Il faut tenir compte d’un troisième élément (en plus de l’alphabet de base et de la richesse du contenu narratif). C’est ce que les auteurs de Entertainment Science appellent la « vérisimilitude » ou le « réalisme fictionnel » : chaque fois qu’un récit est incompossible avec le réel, il rend impossible le détachement du réel. Cela a l’air d’un paradoxe : mais un récit doit être crédible s’il veut toucher. L’irréalisme empêche la déréalisation. Curieux. Mais c’est ainsi : nous voulons rêver, larguer l’ancre avec le quotidien, mais en même temps nous voulons que le récit soit possible. Une pure fantaisie, sans identification possible, est incapable de nous faire prendre du champ avec le réel. Il faut que cela soit un monde possible. C’est ainsi que les grands auteurs de science-fiction fonctionnent : Tolkien ressuscite un monde médiéval, mélange des Niebelungen, des mythes vikings, des chansons de geste médiévales – mais il crée surtout une vraie carte de son monde, dans laquelle on peut circuler et se repérer. Alain Damasio nous entraîne dans un futur tout à fait crédible. Nous ne quittons la réalité que quand le récit crée une réalité possible et crédible. Toute entorse à ce principe empêche l’échappée : pour nous évader, il nous faut un imaginaire réel, un monde légitime, un univers qui soit tout simplement à portée de rêve. Il doit y avoir des lois, une organisation, une structure dans ce monde imaginaire. Sinon, nous sommes menacés de ce que les auteurs appellent une « disruption narrative ».
Toutes les fictions changent bien sûr certains aspects de la réalité (les animaux peuvent parler, le lapin d’Alice a une montre…). Mais il faut des repères stables et des possibilités de prendre pied dans ce monde narratif. L’absurdité n’est pas une option : c’est la raison pour laquelle les réseaux sociaux chassent impitoyablement les erreurs des scriptes dans les films. Nous cherchons la cohérence, même dans le rêve.
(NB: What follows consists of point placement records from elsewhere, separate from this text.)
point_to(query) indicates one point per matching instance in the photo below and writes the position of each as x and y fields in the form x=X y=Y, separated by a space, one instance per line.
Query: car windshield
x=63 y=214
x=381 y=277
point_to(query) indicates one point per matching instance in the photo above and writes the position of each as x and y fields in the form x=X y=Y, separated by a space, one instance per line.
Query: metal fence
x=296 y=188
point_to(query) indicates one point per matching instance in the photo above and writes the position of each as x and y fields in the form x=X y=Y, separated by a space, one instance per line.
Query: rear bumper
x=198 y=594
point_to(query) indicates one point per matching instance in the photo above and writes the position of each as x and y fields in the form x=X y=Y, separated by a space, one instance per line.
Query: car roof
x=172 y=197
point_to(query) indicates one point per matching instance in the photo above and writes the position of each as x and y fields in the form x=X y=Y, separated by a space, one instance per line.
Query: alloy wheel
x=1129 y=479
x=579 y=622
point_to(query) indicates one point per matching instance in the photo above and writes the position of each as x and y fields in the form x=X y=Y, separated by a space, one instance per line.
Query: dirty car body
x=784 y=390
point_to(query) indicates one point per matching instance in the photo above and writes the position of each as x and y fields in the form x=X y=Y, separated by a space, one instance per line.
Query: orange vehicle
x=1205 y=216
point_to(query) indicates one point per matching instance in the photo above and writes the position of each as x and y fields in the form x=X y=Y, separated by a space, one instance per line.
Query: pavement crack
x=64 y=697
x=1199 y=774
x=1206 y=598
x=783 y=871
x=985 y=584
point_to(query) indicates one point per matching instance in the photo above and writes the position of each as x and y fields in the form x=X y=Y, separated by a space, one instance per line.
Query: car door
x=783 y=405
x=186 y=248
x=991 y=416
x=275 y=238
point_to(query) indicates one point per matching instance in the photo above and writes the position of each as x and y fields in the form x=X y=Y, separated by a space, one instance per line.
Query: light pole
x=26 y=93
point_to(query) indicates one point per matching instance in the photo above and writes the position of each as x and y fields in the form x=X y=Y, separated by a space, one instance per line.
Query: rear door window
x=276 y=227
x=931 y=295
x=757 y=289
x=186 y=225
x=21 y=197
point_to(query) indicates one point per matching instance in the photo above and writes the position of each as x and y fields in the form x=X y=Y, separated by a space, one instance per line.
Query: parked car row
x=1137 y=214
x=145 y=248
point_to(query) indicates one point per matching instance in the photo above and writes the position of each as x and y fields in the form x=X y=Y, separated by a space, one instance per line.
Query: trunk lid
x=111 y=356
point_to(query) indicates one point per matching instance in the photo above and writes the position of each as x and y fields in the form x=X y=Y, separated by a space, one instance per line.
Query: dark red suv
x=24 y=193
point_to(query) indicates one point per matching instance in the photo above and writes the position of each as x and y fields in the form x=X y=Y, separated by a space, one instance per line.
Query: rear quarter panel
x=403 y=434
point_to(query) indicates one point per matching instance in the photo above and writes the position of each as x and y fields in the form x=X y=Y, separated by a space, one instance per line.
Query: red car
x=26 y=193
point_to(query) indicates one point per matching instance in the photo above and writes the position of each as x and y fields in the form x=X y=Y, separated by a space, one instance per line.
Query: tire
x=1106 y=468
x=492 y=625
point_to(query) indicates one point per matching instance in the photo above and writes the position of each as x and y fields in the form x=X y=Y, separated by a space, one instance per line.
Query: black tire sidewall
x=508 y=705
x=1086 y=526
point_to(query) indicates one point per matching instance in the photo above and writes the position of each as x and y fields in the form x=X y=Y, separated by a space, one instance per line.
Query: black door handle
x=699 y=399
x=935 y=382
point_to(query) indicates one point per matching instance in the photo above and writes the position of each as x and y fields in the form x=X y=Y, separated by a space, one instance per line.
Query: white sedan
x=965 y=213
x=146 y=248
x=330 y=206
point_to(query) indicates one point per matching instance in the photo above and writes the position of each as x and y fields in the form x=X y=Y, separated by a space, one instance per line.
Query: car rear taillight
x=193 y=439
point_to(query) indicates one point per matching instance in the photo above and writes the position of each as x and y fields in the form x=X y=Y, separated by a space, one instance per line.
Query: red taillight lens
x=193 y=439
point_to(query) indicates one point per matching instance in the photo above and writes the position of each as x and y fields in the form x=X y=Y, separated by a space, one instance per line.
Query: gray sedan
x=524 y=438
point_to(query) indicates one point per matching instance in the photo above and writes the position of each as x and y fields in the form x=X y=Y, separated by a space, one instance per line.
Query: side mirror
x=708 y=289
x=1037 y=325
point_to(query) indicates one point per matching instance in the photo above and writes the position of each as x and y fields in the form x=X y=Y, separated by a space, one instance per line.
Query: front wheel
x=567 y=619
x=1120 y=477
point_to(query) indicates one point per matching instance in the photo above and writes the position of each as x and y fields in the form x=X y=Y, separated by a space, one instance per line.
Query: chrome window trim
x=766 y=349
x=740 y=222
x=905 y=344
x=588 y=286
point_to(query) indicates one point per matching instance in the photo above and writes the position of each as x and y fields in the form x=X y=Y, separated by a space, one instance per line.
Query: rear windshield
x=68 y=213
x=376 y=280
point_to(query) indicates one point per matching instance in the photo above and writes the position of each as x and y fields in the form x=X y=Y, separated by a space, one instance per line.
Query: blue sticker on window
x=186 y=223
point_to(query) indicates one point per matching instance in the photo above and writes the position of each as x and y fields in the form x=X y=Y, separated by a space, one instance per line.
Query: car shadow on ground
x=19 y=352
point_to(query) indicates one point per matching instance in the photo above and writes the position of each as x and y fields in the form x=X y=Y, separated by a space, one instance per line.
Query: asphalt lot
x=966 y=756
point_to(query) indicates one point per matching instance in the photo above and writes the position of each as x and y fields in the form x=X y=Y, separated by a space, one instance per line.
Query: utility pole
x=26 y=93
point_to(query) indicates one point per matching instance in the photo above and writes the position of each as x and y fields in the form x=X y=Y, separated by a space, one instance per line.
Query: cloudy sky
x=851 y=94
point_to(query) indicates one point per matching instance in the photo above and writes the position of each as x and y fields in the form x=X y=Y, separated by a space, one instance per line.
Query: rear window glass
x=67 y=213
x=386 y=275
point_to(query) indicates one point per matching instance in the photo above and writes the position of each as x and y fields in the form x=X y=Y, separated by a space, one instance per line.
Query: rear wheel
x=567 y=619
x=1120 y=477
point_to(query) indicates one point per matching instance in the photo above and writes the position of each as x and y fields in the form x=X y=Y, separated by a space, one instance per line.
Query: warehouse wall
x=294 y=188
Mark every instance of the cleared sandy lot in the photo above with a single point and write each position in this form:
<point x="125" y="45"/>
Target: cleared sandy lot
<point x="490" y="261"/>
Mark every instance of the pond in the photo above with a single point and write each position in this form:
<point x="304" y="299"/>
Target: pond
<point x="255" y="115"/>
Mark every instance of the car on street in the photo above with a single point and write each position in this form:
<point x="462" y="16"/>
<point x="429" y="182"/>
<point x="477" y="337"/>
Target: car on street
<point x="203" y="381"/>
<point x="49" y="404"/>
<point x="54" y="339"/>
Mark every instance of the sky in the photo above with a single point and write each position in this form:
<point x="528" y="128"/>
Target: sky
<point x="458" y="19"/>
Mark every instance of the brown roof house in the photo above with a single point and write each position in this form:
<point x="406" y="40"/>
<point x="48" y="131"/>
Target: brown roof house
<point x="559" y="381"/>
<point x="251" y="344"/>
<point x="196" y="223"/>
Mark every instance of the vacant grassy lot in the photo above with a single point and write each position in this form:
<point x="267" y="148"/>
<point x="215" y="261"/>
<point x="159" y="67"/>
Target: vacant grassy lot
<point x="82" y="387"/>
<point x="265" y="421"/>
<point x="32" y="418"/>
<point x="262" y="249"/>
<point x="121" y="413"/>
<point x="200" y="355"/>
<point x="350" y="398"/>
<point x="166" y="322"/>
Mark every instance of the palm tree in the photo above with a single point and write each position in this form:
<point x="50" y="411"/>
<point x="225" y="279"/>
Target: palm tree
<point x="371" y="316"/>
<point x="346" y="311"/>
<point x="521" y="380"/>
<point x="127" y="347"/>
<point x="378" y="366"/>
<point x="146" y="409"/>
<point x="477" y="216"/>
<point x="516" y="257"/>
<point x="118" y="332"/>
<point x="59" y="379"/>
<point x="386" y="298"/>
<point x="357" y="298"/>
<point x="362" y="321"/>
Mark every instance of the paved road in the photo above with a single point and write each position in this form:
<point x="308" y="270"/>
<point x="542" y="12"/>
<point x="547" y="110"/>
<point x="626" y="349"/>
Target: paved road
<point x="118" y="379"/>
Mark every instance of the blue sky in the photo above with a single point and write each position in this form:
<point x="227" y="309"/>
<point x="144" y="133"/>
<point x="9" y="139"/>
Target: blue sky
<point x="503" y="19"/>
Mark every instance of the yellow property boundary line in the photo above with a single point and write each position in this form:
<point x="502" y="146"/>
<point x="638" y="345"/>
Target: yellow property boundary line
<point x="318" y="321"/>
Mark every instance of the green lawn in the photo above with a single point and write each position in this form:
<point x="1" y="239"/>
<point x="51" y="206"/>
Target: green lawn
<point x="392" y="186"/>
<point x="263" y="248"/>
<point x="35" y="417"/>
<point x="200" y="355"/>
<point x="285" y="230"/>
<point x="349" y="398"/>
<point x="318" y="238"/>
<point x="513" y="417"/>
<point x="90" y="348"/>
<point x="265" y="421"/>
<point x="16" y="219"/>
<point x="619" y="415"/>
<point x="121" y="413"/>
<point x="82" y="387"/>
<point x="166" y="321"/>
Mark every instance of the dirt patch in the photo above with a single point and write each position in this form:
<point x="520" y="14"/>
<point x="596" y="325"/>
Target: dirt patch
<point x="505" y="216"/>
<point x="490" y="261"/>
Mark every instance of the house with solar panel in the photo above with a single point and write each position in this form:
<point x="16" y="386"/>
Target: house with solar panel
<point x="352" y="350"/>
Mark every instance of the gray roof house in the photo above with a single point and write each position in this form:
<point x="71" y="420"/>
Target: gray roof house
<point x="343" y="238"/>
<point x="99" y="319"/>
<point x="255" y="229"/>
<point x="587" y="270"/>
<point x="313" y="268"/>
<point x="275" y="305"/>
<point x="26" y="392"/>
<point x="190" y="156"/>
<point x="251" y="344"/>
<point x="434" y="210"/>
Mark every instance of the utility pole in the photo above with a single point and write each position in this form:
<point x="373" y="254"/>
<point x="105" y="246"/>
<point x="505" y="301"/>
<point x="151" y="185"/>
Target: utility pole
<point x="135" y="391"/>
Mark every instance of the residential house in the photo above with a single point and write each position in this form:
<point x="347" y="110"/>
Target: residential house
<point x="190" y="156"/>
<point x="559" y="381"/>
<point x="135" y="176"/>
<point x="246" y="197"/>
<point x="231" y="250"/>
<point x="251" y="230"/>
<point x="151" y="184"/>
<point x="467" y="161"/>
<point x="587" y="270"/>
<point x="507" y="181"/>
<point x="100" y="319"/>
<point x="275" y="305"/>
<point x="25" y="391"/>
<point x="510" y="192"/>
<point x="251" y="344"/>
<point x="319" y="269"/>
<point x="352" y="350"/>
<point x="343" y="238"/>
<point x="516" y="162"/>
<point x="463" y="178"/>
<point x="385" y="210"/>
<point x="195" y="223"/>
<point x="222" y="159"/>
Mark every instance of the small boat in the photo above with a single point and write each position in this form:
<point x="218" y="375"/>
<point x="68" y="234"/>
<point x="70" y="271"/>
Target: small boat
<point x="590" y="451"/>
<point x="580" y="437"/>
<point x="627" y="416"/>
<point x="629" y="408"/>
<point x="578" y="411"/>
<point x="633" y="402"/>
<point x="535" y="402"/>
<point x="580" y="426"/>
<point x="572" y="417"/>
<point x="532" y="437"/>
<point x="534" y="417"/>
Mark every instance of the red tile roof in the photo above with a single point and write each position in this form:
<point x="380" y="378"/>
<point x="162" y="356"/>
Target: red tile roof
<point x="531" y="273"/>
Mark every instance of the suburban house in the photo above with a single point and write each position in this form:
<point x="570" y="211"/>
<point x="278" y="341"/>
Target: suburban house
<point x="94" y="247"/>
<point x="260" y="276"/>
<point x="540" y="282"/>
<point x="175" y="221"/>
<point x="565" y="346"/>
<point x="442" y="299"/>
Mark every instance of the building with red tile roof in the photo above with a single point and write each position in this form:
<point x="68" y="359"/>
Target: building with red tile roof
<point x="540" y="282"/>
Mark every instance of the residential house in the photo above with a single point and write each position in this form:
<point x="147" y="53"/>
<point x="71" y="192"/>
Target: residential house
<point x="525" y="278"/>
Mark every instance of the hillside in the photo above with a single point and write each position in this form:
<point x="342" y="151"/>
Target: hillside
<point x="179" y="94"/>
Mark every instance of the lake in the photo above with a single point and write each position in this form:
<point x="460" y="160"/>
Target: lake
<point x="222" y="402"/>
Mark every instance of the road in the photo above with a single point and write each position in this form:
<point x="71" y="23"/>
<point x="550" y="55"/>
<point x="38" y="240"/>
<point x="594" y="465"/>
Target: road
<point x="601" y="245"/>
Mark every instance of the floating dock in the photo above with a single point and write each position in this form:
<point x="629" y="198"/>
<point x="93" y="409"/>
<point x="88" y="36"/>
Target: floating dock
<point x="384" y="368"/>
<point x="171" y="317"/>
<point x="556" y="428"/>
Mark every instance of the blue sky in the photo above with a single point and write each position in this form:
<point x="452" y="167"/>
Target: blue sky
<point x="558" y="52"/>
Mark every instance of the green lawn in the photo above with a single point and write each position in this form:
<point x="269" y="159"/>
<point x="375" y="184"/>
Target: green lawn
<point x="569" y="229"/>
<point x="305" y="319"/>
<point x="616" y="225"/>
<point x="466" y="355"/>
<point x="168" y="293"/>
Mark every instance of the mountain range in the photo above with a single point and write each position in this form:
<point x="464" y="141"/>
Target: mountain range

Du côté du public, il est important de se demander si le récit est, ou n’est pas, trop familier avec la réalité vécue. Plus un récit permet de découvrir un univers nouveau, plus il est efficace. Cela a l’air contradictoire avec le principe d’identification mais ce n’est pas le cas. Le public doit s’identifier à des personnages, pas avec la situation. Je renoue ici avec un point déjà souligné dans une chronique précédente : la fiction n’est pas un simple miroir du réel. Le cinéma réalité est mort-né : il n’entraîne nulle part. On ne fait pas rêver en donnant au public une simple vanité, un miroir de sa réalité du jour. Il faut manier à la fois l’identification, la crédibilité ET la distance du monde imaginaire. Faire une trouée vers un ailleurs possible.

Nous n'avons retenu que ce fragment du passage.